I use it for freaking everything. And it gets to be way too much. I find myself getting annoyed when I see others obsessed with and absorbed by by their devices, and I realized that it’s because I know I do the exact same thing.

These are the ways I want to change my relationship with my phone:

  1. It is a tool; it is not the boss of me and it should not dictate what I do all day long.
  2. There are other devices that can be used for certain things. I can listen to podcasts on the Alexa in my kitchen. I can check e-mail on my computer. That’s still using technology – but it breaks the pattern of using my phone for anything and everything, which contributes to my feeling that I need to have my phone within arm’s reach at every second.
  3. Which brings me to – I do not want to have my phone within reach at every second. Too often, I find myself absorbed with something on my phone when I’d rather be fully present with my boys. And it’s often accidental – I glance down at my phone to check the time, and I see a text or an e-mail, something that has to be dealt with, and then before I know it I’m taking care of something that really could be dealt with later.
  4. There are better systems that I can implement for staying organized and getting things done. I tend to fall back on systems that DO NOT WORK – like setting alarms on my phone to remind me to do something. This system has never, ever worked for me, but my phone’s always close by, so when I think of something that needs to get done, I default to old methods. If I change my relationship with my phone, I believe new and more effective methods can be implemented.
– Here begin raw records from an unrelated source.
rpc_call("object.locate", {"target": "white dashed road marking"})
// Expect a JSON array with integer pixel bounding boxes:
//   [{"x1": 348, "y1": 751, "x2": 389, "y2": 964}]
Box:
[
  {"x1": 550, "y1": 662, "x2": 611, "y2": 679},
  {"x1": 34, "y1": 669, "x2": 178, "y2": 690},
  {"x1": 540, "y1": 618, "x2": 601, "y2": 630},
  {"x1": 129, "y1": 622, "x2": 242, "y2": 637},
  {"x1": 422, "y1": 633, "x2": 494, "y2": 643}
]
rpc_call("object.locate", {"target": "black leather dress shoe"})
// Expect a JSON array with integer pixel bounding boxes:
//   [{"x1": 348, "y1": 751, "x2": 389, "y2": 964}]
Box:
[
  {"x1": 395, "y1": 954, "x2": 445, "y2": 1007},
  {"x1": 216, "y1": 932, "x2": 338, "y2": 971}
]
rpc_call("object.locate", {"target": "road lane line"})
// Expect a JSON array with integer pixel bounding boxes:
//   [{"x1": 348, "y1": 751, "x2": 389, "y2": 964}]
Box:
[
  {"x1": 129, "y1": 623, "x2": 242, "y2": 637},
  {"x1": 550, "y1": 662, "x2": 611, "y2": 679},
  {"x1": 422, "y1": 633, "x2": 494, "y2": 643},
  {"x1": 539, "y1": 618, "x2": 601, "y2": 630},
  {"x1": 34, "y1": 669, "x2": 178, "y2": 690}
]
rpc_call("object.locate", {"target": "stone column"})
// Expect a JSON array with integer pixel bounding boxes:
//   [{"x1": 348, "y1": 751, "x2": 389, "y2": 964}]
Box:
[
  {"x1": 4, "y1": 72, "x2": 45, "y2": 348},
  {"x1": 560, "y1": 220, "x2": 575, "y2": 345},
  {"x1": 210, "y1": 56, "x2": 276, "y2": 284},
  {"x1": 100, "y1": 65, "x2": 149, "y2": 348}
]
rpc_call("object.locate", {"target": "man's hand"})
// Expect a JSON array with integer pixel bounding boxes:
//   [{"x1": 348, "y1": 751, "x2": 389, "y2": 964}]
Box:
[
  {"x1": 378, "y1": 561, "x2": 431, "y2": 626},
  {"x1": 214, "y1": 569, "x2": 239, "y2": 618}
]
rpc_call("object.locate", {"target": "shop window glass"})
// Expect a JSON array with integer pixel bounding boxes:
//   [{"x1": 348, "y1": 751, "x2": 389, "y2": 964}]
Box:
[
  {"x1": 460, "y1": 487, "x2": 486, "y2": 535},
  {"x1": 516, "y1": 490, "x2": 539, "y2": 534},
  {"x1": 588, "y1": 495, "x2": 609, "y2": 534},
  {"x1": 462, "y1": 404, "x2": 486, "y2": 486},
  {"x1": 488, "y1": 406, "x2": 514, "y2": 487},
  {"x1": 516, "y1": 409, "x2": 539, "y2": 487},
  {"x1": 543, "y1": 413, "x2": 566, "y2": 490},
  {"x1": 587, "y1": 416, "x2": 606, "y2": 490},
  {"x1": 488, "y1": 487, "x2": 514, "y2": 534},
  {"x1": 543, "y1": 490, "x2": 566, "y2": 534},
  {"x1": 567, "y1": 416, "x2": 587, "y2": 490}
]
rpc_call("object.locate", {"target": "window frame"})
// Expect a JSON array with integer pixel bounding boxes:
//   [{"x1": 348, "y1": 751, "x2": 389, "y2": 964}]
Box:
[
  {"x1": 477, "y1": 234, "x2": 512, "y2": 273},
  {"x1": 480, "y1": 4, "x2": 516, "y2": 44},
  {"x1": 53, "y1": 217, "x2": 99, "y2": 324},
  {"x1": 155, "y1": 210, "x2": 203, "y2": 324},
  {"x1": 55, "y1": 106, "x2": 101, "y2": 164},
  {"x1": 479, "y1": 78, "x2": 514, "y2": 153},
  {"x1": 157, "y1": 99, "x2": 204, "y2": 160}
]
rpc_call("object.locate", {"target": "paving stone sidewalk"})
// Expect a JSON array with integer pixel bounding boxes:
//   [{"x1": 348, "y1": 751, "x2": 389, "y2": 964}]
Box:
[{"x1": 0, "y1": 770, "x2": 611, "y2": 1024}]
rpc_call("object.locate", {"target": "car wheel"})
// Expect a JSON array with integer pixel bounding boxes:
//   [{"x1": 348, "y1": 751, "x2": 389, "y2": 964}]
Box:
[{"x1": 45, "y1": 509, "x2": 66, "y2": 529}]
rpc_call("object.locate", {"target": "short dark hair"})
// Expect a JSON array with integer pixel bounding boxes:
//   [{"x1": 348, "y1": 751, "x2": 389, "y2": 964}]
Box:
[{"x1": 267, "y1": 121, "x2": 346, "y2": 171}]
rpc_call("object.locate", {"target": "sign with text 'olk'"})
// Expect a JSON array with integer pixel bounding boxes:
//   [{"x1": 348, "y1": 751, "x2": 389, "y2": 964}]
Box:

The biggest reasons I want to change things up are actually my two biggest buzz words of late: intention and mindfulness. 

If I want to listen to a podcast while I unload the dishwasher and the boys play, that sounds lovely – as long as it’s done intentionally. The thing that bothers me most about my phone is that I often end up reading an article or going down a social media rabbit hole WITHOUT EVEN REALIZING IT’S HAPPENING. I can read an article on my phone. I can read an ebook on my phone. I can Face Time, or text, or WHATEVER – but it really bothers me when this all happens in a mindless and unintentional way, as if my phone is stealing away minutes and hours of my life without my even realizing it.

Which relates directly to the mindfulness aspect of it all. For years, I’ve been working on improving my ability to be mindful and present. When I am constantly checking my phone and multi-tasking, I’m not fully present in my day-to-day life.

It’s September 2020, and I have a new phone, an awesome new Otterbox Defender case, and the following new habits:

  • My phone will be plugged in on the kitchen counter while I’m in bed sleeping. No more checking social media as I’m falling asleep at night or immediately when I wake up in the morning.
  • My phone will be plugged in on my nightstand during the day. I’ll have the ringer on in case Tamara calls, and I’ll check it periodically when I decide to check it.
  • I’m going to try my best to diversify and use other devices (Alexa, laptop, iPad) for some of my entertainment or productivity needs. (My goal here is just to shift my total reliance on the phone for everything, so that it’s easier to set it aside and know that I can still get things done that need doing.)

It is going great so far, and it feels really good to be making this change. NEW YEAR – new phone – new habits! Happy September!